Text Mining in Program Code

Text Mining in Program Code

Alexander Dreweke (Friedrich-Alexander University Erlangen-Nuremberg, Germany), Ingrid Fischer (University of Konstanz, Germany), Tobias Werth (Friedrich-Alexander University Erlangen-Nuremberg, Germany) and Marc Wörlein (Friedrich-Alexander University Erlangen-Nuremberg, Germany)
Copyright: © 2009 |Pages: 20
DOI: 10.4018/978-1-59904-990-8.ch035
OnDemand PDF Download:
No Current Special Offers


Searching for frequent pieces in a database with some sort of text is a well-known problem. A special sort of text is program code as e.g. C++ or machine code for embedded systems. Filtering out duplicates in large software projects leads to more understandable programs and helps avoiding mistakes when reengineering the program. On embedded systems the size of the machine code is an important issue. To ensure small programs, duplicates must be avoided. Several different approaches for finding code duplicates based on the text representation of the code or on graphs representing the data and control flow of the program and graph mining algorithms.
Chapter Preview


Computer programs are a special form of text. Words of a programming languages are combined to form correct sentences in this programming language. There exists a wide variety of programming languages, ranging from high-level object-oriented languages like Java or C++ to machine code, the language a processor can actually “understand”. Programming languages are usually translated with the help of compilers from high- to low-level. To produce this kind of “text” - the computer programs - is the daily work of many programmers; billions of lines of code have been written. Mostly, this code is not well documented and not really understood by anybody after the original programmer stopped working. Typically, many programmers are working on one project and often old code from former versions or other projects is used.

Duplicated code fragments are a special problem in big amounts of program code. These duplicated fragments can occur because of excessive use of “copy & paste”, because something was simply re-programmed or also because of the compiler. When translating from the high-level to intermediate or low-level languages, new duplicates can be introduced, e.g. by using code templates for instructions and instruction sequences.

Finding these duplicates has been in the focus of interest for many years. Code duplicates are called clones and clone detection has produced many different algorithms. If program code is simply viewed as text, clone detection is nothing else than mining in this text with the goal of finding the duplicate or similar code. Merging application areas and algorithms from the data mining community on the one hand and clone detection leads to fruitful new insights and results.

Finding duplicated code in programs can have different goals. First these duplicates can be visualized as a hint for programmers that something has to be done about this specific piece of code. Second, the redundant code can be replaced automatically by subroutine calls, in-lined procedure calls, and macros etc. that produce the same result. This leads to smaller code that is easier to understand or to maintain. Third, methods to detect and replace duplicated code can be integrated into compilers. Finally, finding duplicated code can lead to special hardware for the duplicates in the area of embedded systems.
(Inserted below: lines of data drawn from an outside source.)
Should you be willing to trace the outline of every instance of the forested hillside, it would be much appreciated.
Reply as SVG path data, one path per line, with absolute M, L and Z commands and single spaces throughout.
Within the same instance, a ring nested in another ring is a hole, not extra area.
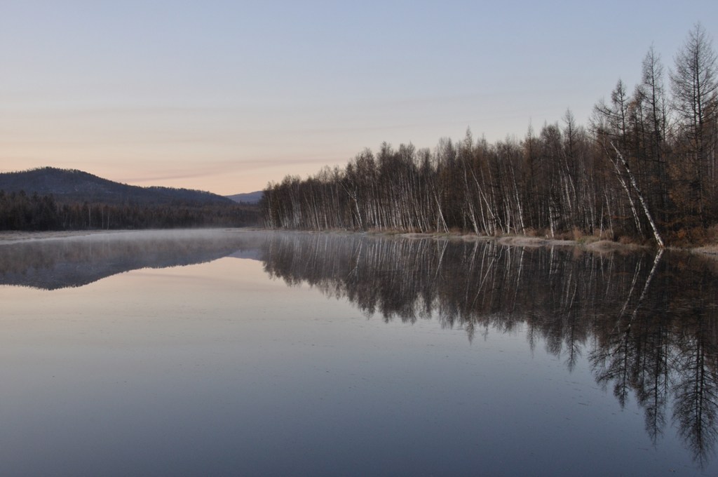
M 61 203 L 101 203 L 110 205 L 231 204 L 227 198 L 202 190 L 172 187 L 141 187 L 98 177 L 80 170 L 42 167 L 0 174 L 0 190 L 52 195 Z
M 271 183 L 269 228 L 473 231 L 696 243 L 718 223 L 718 65 L 700 24 L 666 70 L 651 47 L 587 126 L 570 111 L 490 144 L 470 131 L 433 150 L 384 143 L 343 168 Z
M 258 222 L 256 206 L 208 192 L 139 187 L 51 167 L 0 174 L 0 230 L 239 227 Z

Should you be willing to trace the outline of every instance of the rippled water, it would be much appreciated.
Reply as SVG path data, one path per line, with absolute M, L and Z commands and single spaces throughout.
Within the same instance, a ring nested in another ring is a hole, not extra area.
M 192 231 L 0 245 L 6 475 L 716 475 L 717 265 Z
In the case of program code, duplicates are not always “totally equivalent”. It is not only the one-to-one duplicate from a piece of code that is interesting. Also near duplicates or even pieces of code, that are syntactically different, but semantically equivalent must be found. E.g. in two fragments only two independent pieces of code having no side effect onto each other can be exchanged. Variable names can be different or registers in machine code can vary.

The application of clone detection ranges from high-level languages to machine code for embedded systems. The latter is the main topic in this chapter. The clone detection algorithms especially for embedded systems are described in detail.

Key Terms in this Chapter

Graph Mining: Methods to identify frequent subgraphs in a given graph database.

Code Compaction: The code size reduction of binaries in order to save manufacturing costs or of source code in order to increase maintainability

Clone Detection: Methods to identify code clones i.e. a sequence or set of instructions that is similar or even identical to another one in different kinds of programming code.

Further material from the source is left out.